As with most blockchain tech, that means the network is made up of various nodes. In other words, there's no central server which everyone connects to.

The front end - or user interface - of decentralized social networks will be very similar to the networks you're used to and using now.

The only difference is how what you share and upload is stored on the back end. Rather than going to that centralized location, it'll be stored in a decentralized storage solution like IPFS.

In essence, the user experience is no different for a decentralized network over a centralized social network.

So what's the point in actually creating these if they offer no user benefit?

What are the benefits of a decentralized social network?

Every year, we'll have at least one instance of a problem with a major, centralized social network.

It could be that Facebook goes down for a few hours blocking all access for users.

Perhaps Twitter gets hacked and user data is stolen.

Or maybe it's simply that the controlling entity (i.e Meta etc.) decide they don't like a certain kind of content and ban anyone sharing similar things. Overnight, dozens, hundreds, or thousands of people could find they've been locked out of their social profile they've grown.

These are all problems with a centralized network.

All of the established platyers in the space operate through one, single server.

That means one point of failure and one location from which to control the entire network.

Decentralized networks use multiple (sometimes thousands) of nodes across the globe to store information and permit access.

That mean that even if a handful of nodes go down the network stays running.

It means that no one entity can control who is allowed in.

And thanks to the privacy elements of blockchain, it means your data is safer.

These are the primary reasons so many want to decentralize the social networks that have become daily parts of our lives.

What does the future of decentralized social networks look like?

Honestly speaking, no one really knows.

A couple of years ago academics and experts said that decentralized social networks would never work. And yet here we are with a couple of really interesting decentralized networks that are growing healthily and adding real value to the world.

In our opinion, the need for censorship resistant and privacy focused networks will grow. And so too will the users of these networks.

We already have some pretty good clones and derivatives of popular centralized networks that are being built on decentralized tech.

The question is whether these new brands will continue to build on these lines or spin off to create something completely new.

The other major question is whether established platforms will give up the data they have access to (as it provides a lot of their revenue) and embrace decentralisation.

We believe the former is more likely and challenger brands will grow to dominate the space. We just can't see the big centralized networks giving up the data they need to make money.

With that in mind...

How do decentralized social networks make money? 

At the minute this is also a relative unknown as we're in the early stages.

A lot of decentralized networks are in their infancy. However, we believe we've identified a few ideal monetization strategies that wouldn't impact the core beliefs of decentralized social networks and Web3.

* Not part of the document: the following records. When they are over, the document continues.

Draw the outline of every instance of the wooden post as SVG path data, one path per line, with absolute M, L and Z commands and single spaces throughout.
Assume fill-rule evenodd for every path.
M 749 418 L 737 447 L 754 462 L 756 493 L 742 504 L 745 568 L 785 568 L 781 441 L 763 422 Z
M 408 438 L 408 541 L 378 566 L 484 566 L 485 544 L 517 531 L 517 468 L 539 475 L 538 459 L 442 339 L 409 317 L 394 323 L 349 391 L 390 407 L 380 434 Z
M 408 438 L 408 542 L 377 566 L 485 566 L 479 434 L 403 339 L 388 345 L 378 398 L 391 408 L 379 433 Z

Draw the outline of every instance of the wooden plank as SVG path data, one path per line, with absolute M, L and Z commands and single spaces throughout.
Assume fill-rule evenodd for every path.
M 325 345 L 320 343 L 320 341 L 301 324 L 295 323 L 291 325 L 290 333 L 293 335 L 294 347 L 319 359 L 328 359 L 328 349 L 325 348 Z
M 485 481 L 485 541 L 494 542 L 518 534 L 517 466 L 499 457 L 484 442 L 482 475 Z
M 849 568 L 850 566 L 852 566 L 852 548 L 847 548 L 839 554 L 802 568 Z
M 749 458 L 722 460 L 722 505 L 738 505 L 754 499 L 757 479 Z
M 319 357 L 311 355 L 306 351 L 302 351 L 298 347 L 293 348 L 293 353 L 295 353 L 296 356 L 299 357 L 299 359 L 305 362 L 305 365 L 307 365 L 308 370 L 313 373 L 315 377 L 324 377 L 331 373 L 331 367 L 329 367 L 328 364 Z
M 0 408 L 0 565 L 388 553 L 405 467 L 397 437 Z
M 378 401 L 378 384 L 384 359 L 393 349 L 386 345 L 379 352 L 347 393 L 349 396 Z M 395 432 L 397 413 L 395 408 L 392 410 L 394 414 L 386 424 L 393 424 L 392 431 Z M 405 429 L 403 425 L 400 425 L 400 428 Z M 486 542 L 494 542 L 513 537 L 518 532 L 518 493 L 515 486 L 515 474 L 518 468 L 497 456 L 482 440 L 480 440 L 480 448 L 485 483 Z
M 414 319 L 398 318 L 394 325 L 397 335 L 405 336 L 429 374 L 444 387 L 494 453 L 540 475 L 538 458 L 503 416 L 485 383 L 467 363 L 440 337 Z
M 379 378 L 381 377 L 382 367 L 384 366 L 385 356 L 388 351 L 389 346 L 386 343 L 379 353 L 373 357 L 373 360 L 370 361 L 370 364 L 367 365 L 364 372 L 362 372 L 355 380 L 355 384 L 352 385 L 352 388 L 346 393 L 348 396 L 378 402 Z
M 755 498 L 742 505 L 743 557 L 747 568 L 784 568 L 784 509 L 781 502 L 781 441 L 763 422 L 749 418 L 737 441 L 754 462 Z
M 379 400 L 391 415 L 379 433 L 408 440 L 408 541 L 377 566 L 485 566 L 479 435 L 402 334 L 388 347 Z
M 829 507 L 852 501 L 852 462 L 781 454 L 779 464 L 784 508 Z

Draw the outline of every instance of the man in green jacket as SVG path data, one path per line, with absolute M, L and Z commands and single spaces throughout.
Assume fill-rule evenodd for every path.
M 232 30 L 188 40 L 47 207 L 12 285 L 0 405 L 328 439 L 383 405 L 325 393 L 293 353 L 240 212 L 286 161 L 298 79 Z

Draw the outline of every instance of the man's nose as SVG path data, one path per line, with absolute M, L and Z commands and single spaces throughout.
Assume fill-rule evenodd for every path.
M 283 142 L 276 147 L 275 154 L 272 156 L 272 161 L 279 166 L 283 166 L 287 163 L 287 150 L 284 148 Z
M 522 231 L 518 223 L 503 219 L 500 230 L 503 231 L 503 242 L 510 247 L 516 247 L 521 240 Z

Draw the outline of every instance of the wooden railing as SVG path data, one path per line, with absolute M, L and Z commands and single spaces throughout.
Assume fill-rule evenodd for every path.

  • Advertising - If a platform gets a lot of eyeballs, then ad revenue is a no brainer. The challenge will be in creating an effective ad platform that doesn't compromise user privacy. I imagine that this might be a case of targeting people who like certan topics anonymously without being able to track their off-site actions.
  • Cryptocurrency payments - Many of these decentralized platforms are built with a Web3 wallet sync as the user identifier. This could lead to in-app payments between users. Kind of like Venmo. If the platform charges a small transaction fee % for each payment, they could build a reasonable revenue source.
  • Tiered access - Just like Twitter Blue is now a monthly subscription, some platforms might want to include a paid tier where users get access to more detailed features.
  • Business features - business will want to list their accounts on social platforms where their users hang out. Automation tools and analytics to help those business make better decisions could be a viable method of revenue generation.